Whole masoor is from the pulses family and
you can buy it in the Indian store. It is also called lentil generally they
make soup also and it is yummy. In Maharashtra pulses are a very important
ingredient in our daily diet. The two most important men in life my father and my husband are very fond of pulses. And they both have the similar habit is if the ladies of the house don't cook pulses for a very long time they themselves will soak it. This way by default you have to cook them. They both will say
you should eat protein rich food every day. What a coincidence. I will be sharing with you the recipe of
masoor amti.
Ingredients
- ½ cup whole masoor
- 1 medium onion diced
- ½ tomatoes diced
- 2 cloves garlic
- 2 spoon wet coconut
- 1 inch ginger piece
- Red chilli powder
- Turmeric
- ¼ spoon Dhaniya powder
- Corriander leaves
- Salt
- Oil
- Curry leaves
- Jeera
- Mustard seeds
- Hing
- Hot water
Process-> Pressure cook the whole
masoor for two whistles or till they are tender but not mushy.

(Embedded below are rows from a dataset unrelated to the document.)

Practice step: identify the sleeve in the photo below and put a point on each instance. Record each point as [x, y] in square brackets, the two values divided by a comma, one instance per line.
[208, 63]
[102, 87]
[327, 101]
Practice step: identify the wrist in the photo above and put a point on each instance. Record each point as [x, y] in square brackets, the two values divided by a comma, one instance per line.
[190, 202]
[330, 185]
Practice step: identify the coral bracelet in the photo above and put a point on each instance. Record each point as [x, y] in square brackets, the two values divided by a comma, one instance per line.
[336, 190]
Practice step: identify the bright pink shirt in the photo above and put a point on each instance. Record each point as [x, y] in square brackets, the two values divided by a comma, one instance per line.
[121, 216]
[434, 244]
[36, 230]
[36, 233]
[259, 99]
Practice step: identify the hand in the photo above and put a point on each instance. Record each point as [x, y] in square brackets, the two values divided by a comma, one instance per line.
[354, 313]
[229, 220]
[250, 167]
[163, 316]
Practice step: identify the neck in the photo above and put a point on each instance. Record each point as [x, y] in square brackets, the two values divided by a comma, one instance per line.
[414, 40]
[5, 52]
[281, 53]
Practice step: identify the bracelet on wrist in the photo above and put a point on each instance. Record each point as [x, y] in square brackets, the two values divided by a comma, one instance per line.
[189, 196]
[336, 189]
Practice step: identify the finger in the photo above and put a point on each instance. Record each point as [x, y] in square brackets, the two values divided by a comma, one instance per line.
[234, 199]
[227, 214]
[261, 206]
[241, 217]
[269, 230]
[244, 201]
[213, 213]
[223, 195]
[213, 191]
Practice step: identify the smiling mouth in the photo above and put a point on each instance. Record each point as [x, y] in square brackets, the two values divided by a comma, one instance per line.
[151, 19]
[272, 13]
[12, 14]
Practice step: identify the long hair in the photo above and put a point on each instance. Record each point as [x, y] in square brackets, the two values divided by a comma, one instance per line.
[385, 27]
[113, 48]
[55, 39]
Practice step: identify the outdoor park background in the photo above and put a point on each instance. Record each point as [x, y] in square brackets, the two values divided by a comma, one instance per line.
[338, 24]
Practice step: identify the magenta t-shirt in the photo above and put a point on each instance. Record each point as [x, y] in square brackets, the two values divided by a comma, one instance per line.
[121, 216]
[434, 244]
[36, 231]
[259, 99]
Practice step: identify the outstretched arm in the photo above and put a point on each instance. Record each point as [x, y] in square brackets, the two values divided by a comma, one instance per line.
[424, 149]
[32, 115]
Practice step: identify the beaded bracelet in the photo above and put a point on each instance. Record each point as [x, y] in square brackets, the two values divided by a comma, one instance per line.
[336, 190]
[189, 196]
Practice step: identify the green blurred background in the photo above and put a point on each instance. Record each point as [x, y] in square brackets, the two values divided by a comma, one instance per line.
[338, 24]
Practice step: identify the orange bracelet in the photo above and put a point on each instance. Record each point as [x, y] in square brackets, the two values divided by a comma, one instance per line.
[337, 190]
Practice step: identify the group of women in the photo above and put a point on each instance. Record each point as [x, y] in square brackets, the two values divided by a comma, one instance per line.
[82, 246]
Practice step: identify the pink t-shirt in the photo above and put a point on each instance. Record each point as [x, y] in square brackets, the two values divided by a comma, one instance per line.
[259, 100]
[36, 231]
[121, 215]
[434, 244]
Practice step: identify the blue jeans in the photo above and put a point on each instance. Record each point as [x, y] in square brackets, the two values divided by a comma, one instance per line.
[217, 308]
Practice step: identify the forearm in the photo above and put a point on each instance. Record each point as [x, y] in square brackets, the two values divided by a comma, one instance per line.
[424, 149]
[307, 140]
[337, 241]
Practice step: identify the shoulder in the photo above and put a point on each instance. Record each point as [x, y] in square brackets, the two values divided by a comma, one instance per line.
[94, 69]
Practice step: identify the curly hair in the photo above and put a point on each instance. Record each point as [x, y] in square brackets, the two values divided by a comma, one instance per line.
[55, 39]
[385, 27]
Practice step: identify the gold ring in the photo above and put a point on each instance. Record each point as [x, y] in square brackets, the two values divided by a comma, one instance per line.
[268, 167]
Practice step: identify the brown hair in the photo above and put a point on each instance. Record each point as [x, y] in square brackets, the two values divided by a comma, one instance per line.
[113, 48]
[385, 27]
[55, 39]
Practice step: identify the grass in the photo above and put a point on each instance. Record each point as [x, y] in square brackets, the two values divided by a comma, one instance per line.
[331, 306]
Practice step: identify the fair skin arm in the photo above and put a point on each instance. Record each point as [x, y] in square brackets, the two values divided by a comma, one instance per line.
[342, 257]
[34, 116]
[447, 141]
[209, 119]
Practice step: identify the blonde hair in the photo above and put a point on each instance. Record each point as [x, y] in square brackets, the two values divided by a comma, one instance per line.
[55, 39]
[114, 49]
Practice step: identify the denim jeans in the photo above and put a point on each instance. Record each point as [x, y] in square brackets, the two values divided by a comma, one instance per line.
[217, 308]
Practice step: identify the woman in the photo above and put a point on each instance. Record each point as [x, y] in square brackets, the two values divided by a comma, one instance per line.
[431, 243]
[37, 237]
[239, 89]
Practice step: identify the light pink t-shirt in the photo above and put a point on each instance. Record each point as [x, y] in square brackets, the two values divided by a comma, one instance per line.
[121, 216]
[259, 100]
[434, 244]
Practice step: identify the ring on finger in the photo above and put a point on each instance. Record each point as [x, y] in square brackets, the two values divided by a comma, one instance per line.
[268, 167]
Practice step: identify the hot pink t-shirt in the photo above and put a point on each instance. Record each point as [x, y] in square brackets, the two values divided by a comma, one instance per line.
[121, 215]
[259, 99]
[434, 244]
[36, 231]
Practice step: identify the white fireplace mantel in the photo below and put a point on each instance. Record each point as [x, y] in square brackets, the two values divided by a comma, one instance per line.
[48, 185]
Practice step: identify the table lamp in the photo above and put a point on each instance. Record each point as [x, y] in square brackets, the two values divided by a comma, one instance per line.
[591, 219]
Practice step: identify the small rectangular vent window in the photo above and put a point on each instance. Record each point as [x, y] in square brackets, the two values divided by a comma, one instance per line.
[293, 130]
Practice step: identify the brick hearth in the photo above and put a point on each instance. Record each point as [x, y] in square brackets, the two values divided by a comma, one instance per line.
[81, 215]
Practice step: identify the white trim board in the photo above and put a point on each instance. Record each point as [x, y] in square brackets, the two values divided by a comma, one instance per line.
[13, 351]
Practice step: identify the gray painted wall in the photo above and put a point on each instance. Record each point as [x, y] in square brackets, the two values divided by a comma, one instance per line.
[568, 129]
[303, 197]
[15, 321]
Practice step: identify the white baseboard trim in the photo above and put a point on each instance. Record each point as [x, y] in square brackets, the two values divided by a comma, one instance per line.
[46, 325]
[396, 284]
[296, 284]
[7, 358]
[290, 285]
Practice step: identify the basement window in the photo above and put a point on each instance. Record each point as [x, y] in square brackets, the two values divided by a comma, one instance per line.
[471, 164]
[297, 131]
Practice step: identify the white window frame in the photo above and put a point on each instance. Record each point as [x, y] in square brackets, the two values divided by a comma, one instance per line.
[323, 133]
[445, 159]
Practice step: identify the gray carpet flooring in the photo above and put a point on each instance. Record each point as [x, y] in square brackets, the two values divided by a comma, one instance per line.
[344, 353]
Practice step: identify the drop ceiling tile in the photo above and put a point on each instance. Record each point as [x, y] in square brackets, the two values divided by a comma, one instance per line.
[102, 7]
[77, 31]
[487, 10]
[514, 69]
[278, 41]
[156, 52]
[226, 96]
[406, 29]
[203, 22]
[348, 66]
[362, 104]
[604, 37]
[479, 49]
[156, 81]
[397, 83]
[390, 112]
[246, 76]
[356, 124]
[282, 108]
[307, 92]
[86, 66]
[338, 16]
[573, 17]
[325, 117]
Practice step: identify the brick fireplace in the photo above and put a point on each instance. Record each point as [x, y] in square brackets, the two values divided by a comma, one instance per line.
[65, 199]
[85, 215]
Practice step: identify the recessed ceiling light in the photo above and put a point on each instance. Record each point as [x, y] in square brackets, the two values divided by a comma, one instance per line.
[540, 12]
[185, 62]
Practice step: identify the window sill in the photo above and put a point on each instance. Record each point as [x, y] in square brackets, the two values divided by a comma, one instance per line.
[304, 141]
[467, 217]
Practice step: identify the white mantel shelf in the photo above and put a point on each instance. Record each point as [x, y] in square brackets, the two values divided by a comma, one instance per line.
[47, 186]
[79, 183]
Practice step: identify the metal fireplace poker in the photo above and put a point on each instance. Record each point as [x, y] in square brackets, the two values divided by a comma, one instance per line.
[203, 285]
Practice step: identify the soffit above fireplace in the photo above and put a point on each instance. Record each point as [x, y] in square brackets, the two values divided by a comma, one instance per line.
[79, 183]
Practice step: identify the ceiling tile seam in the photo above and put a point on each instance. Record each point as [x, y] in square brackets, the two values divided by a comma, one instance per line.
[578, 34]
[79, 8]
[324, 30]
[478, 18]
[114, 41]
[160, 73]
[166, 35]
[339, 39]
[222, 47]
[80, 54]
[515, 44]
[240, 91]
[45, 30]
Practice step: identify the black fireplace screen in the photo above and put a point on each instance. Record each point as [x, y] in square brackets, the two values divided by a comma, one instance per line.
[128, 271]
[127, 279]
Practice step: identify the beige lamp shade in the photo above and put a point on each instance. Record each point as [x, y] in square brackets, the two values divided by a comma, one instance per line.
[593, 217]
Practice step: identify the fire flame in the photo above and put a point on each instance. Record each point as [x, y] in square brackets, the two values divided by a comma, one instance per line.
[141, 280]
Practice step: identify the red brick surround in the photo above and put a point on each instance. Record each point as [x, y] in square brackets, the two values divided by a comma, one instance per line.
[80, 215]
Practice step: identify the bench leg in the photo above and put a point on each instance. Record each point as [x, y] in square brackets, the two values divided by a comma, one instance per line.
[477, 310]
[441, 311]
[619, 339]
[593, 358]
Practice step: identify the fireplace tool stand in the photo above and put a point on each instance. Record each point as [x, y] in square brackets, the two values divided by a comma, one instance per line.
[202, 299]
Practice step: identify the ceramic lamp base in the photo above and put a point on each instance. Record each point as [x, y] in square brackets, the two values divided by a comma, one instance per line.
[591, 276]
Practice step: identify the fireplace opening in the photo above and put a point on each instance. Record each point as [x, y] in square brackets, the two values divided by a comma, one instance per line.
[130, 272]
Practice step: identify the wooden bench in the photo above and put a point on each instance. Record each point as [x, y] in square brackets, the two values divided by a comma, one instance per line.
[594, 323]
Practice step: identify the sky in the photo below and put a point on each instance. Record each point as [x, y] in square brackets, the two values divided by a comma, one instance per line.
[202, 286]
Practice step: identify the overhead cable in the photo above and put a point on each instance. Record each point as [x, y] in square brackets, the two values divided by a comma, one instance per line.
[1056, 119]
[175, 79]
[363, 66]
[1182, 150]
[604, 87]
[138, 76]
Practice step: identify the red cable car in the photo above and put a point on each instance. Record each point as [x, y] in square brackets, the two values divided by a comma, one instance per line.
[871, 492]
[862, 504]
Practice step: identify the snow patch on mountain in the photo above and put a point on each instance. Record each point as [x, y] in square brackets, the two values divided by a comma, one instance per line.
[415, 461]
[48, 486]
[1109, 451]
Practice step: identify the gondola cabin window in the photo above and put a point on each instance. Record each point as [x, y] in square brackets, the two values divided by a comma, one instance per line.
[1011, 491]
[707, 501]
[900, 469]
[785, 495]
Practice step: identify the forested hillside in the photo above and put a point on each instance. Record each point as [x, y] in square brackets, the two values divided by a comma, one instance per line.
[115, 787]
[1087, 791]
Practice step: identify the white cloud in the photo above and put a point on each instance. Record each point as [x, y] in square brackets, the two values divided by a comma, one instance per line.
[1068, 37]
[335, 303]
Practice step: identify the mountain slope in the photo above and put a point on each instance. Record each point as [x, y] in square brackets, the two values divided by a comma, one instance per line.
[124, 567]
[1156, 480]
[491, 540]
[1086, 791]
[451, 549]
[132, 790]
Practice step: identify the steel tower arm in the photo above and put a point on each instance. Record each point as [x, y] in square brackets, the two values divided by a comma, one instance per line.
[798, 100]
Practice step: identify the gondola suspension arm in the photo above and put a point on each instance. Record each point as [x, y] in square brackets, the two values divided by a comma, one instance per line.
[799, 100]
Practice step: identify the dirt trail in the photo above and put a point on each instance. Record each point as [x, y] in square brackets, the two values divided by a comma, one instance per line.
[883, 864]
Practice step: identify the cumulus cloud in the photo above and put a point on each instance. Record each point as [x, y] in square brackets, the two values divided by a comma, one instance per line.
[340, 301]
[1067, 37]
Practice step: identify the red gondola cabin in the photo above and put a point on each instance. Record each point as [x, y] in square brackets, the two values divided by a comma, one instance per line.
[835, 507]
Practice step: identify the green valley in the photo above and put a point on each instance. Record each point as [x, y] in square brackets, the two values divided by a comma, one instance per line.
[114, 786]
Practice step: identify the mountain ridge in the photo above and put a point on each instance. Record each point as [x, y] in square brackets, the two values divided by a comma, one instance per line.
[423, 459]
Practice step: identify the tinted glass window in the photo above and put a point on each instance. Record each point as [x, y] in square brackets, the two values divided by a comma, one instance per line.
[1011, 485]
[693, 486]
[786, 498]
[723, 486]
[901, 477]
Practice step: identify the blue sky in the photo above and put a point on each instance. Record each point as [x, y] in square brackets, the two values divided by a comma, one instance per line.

Make a fine
paste of ginger, garlic and coconut. We will be using this paste as a masala
for the curry and it also gives thickness. Take oil in a non-stick pan. As the
oil starts heating add the mustard seeds, jeera, curry leaves and hing and let
it splutter. Now add the onions and salt and cook till they become translucent.
As the onions starts becoming translucent add the tomatoes, red chilli powder
and grounded masala paste. The masala should be cooked till the oil starts
oozing out. Finally add the dhaniya powder and pour the dal in the masala and add hot water as per the required consistency. Once boiled garnish it with coriander leaves and serve with rice or phulka.